I can still see the cross coming in. I can see the ball bouncing off Thomas Müller’s head, looping over Petr Čech and then hitting the crossbar and going in. And then I remember the sound. I couldn’t even hear myself think … it was just pure electricity.
Bayern Munich had scored in Munich, in the 83rd minute of the 2012 Champions League final to go up 1–0 on Chelsea — my team. I don’t know if I’ve ever heard a sound like that before.
A few seconds later, I was standing at the center circle of the Allianz Arena, waiting for the Bayern players to stop celebrating the goal that they thought had just won the match. Didier Drogba, my Chelsea teammate, walked up to me to restart play. Didier never had his head down — never looked discouraged — but now he did. And I couldn’t understand why. We had gone through so much to get to the final. Our manager had been sacked a few months before, had come from behind to beat Napoli in the round of 16, then we had survived with 10-men at Camp Nou in the semifinals. And now … what? It was over?
I put my hand on Didier’s shoulder and said, “Look around, Didier.
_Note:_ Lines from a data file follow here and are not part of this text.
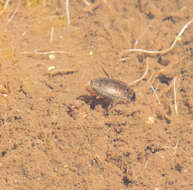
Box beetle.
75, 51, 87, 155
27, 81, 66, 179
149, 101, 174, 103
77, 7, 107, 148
88, 78, 135, 102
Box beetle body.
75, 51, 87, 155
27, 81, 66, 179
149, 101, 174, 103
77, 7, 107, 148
89, 78, 135, 102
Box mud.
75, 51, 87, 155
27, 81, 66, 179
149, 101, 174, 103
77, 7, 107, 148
0, 0, 193, 190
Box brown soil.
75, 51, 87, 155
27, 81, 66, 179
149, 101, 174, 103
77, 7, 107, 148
0, 0, 193, 190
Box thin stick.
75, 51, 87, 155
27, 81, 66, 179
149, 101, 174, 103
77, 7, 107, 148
21, 49, 70, 56
50, 26, 54, 43
128, 59, 149, 86
7, 0, 21, 24
66, 0, 70, 25
121, 19, 193, 56
174, 77, 178, 115
150, 82, 161, 104
34, 49, 69, 55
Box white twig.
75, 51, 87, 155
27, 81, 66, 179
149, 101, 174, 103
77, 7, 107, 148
174, 77, 178, 115
66, 0, 70, 25
150, 82, 161, 104
128, 59, 149, 86
122, 19, 193, 55
7, 0, 21, 24
34, 49, 69, 55
50, 26, 54, 43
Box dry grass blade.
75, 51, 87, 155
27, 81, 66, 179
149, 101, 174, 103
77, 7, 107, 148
7, 0, 21, 24
66, 0, 70, 25
121, 19, 193, 57
174, 77, 178, 115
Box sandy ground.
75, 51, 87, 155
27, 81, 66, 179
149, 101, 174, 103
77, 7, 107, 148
0, 0, 193, 190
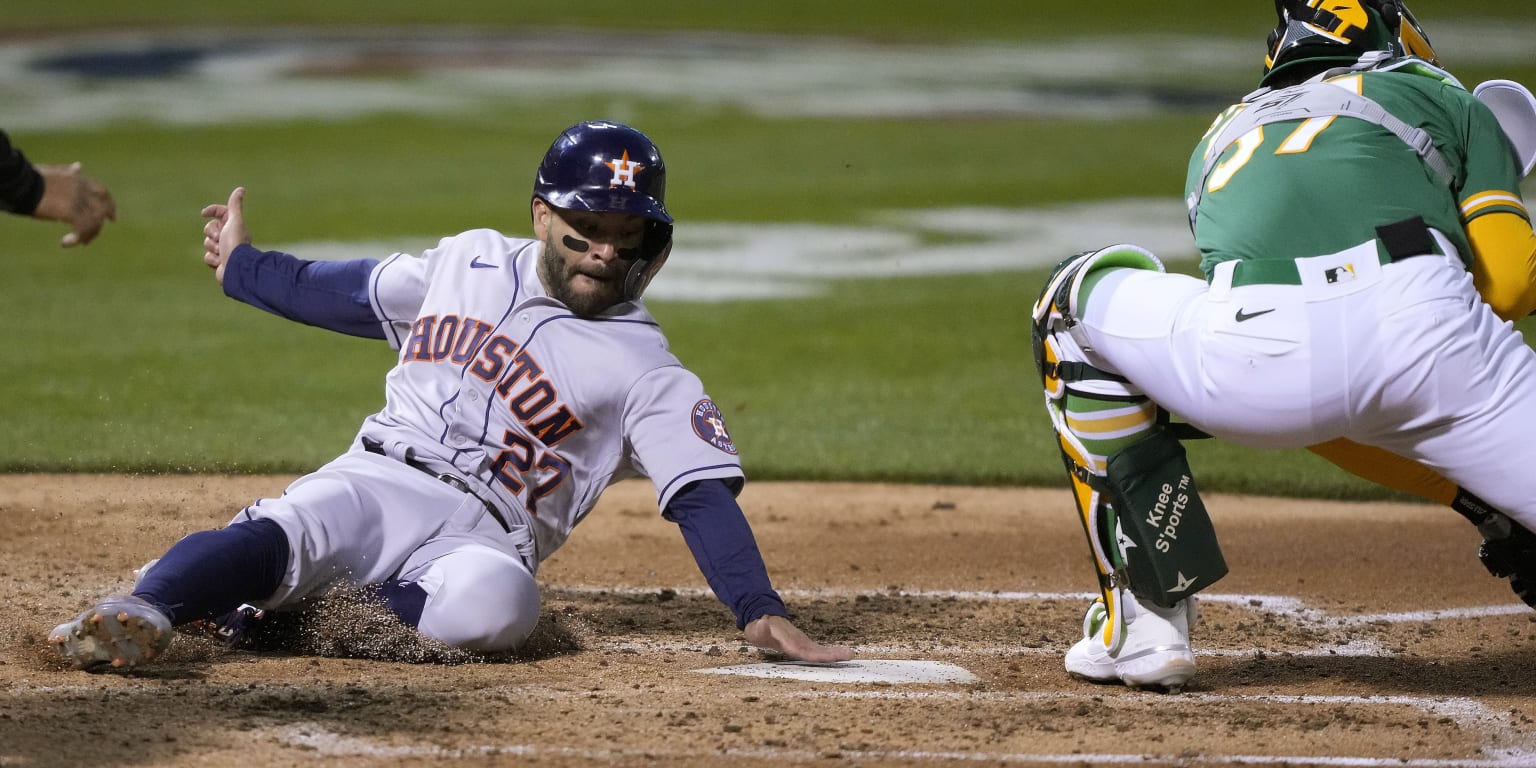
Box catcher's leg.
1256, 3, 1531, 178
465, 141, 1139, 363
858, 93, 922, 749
1032, 246, 1226, 688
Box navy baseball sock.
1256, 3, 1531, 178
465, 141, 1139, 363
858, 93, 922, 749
134, 519, 289, 625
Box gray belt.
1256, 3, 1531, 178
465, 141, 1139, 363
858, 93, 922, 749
362, 438, 511, 533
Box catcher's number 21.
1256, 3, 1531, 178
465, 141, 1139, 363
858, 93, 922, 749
1201, 75, 1361, 192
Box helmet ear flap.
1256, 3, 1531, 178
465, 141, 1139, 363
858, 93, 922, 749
624, 221, 673, 301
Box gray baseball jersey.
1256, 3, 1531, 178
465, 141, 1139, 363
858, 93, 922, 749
358, 229, 742, 567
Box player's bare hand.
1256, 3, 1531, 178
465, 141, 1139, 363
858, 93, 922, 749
746, 616, 854, 664
32, 163, 117, 247
203, 187, 250, 286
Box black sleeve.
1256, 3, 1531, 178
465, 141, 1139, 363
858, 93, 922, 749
0, 131, 43, 217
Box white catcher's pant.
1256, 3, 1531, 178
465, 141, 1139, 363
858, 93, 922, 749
235, 450, 539, 651
1072, 244, 1536, 530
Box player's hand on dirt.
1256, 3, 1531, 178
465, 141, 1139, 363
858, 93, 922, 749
32, 163, 117, 247
746, 616, 854, 664
203, 187, 250, 286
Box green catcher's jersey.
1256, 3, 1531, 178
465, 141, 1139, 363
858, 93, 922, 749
1184, 69, 1528, 280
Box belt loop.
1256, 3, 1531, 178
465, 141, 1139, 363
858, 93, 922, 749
1207, 258, 1238, 301
1376, 217, 1435, 261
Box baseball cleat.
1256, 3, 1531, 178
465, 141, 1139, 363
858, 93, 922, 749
48, 594, 175, 670
1066, 594, 1195, 693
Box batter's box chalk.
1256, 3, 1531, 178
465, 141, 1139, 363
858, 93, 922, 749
699, 659, 977, 685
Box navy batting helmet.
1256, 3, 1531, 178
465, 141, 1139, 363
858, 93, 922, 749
1263, 0, 1439, 84
533, 120, 673, 300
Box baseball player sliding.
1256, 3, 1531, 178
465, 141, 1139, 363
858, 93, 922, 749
51, 121, 852, 667
1034, 0, 1536, 690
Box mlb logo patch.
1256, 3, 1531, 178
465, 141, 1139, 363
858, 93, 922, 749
693, 399, 736, 456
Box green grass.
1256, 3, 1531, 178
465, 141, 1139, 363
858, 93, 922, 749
0, 0, 1536, 498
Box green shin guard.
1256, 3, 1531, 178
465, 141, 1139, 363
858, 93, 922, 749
1104, 429, 1227, 608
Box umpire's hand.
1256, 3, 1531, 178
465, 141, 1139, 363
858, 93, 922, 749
203, 187, 250, 286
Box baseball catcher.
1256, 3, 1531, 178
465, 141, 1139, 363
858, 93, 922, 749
1032, 0, 1536, 690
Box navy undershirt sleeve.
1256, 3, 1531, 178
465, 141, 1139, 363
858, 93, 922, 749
662, 479, 790, 628
224, 243, 384, 338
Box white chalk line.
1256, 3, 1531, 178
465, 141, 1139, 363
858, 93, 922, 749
275, 725, 1533, 768
550, 587, 1531, 628
258, 587, 1536, 768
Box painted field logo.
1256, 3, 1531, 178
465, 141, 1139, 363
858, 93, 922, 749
693, 399, 736, 456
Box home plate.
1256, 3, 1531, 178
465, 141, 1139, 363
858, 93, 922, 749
699, 659, 977, 684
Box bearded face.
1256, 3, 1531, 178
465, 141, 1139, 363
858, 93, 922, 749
533, 200, 645, 318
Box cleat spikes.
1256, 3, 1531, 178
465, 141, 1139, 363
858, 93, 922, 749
49, 596, 175, 668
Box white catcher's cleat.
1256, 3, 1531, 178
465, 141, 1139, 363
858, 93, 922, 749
1066, 593, 1195, 693
48, 594, 175, 670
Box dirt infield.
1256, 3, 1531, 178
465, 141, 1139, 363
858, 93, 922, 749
0, 476, 1536, 766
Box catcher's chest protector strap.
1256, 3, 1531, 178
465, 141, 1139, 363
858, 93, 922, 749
1089, 429, 1227, 607
1184, 80, 1456, 230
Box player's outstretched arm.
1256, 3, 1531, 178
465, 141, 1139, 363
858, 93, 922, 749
203, 187, 250, 286
746, 616, 854, 664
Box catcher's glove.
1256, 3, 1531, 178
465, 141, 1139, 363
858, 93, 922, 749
1452, 490, 1536, 608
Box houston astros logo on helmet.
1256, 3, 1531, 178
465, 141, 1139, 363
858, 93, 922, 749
604, 149, 645, 189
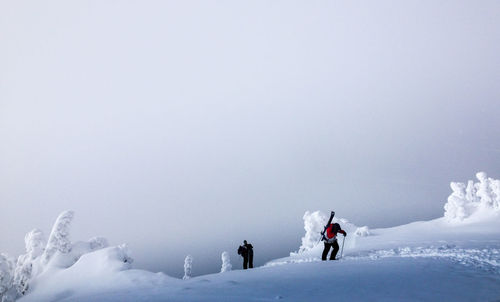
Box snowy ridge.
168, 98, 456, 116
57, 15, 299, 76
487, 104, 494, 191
0, 173, 500, 302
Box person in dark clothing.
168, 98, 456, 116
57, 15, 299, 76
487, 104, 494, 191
238, 245, 248, 269
321, 223, 347, 260
243, 240, 253, 268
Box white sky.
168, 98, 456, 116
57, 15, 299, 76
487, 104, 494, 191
0, 0, 500, 275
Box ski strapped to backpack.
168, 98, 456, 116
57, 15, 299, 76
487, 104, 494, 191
318, 211, 335, 243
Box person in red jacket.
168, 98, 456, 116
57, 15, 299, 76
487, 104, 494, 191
321, 223, 347, 260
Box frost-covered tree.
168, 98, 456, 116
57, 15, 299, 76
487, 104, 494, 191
354, 226, 371, 237
476, 172, 493, 207
182, 255, 193, 280
444, 182, 469, 220
444, 172, 500, 221
299, 211, 327, 253
0, 254, 15, 302
220, 252, 233, 273
89, 237, 109, 251
14, 229, 45, 295
465, 180, 479, 203
42, 211, 74, 264
491, 179, 500, 209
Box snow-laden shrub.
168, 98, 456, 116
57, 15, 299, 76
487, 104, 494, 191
0, 254, 15, 302
220, 252, 233, 273
182, 255, 193, 280
444, 172, 500, 221
354, 226, 371, 237
14, 229, 45, 295
299, 211, 328, 253
42, 211, 74, 264
89, 237, 109, 251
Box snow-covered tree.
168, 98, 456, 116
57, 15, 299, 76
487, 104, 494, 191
0, 254, 15, 302
182, 255, 193, 280
220, 252, 233, 273
491, 179, 500, 209
444, 182, 469, 220
299, 211, 328, 253
42, 211, 74, 264
476, 172, 493, 207
444, 172, 500, 221
89, 237, 109, 251
14, 229, 45, 295
354, 226, 371, 237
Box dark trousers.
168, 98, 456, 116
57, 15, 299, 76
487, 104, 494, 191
321, 240, 339, 260
248, 252, 253, 268
243, 256, 248, 269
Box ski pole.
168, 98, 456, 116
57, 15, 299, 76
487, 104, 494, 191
340, 236, 345, 259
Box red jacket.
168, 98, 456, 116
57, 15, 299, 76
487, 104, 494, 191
326, 223, 347, 239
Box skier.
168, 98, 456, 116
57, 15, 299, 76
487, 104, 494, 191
238, 245, 248, 269
238, 240, 253, 269
321, 223, 347, 260
243, 240, 253, 268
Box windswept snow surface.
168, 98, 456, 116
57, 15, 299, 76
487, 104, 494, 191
15, 173, 500, 302
19, 213, 500, 302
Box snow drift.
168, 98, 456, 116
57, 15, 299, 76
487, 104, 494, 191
0, 172, 500, 302
444, 172, 500, 222
0, 211, 133, 302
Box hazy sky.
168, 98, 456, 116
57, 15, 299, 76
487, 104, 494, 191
0, 0, 500, 276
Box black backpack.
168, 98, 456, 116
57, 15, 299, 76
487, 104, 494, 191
332, 223, 341, 233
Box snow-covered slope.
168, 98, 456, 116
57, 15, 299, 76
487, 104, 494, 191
6, 174, 500, 302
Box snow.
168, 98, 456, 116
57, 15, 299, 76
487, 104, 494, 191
0, 173, 500, 302
444, 172, 500, 221
182, 255, 193, 280
220, 252, 233, 273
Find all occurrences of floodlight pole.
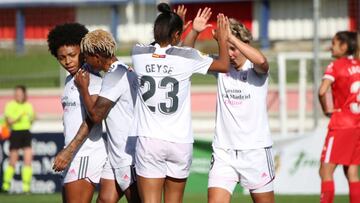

Look where we are. Please, don’t worry. Keep believing … just believe.”
For some reason I just kept thinking, We are destined to win this thing.
I’m a pretty quiet person, and I think when Didier saw me encouraging him to keep going, he couldn’t help but smile.
He said, “O.K., Juan. Let’s go.”
We were surrounded by 50,000 screaming German fans, but down on the pitch, Didier and I knew that we just needed a chance. And five minutes later, we got one. We won a corner. I lined up over the ball and Didier came running to the near post. You remember, yes?
I think every Chelsea fan remembers Martin Tyler’s call.
“Drogbaaaaaaaaaaaaa! They’ve pulled the rabbit out of the hat again! Chelsea will just not let go in the Champions League!”
After we scored that equalizer … I just knew. Even when we went to penalty kicks, I still knew. And when Didier stepped up to take the final penalty, I was sure he was going to score. I think the expression on his face after the ball went in said everything. He didn’t know whether he wanted to cry or laugh. He was overwhelmed, like we all were.
And as soon as the craziness died down — I immediately thought of my family. Every one of them was there in the crowd that night: my dad, mom, grandparents, friends. I knew the penalties must have been stressful for them — especially my poor grandmother.
Later on, someone told me that she had been so nervous that she actually had to hide in the bathroom toward the end of the match.
As we were celebrating, I looked around at my teammates, and I saw the beauty of football. A keeper from the Czech Republic. A defender from Serbia, and another from Brazil. Midfielders from Ghana, Nigeria, Portugal, Spain and England. And, of course, one incredible striker from Côte D’Ivoire.
We came from all over the world, from different circumstances, and spoke many different languages. Some had grown up during wartime. Some had grown up in poverty. But there we were, all standing together in Germany as champions of Europe.
The way we had come together from all around the world to work for a common goal was more meaningful to me than the trophy. To me, that is something that can change the world for the better.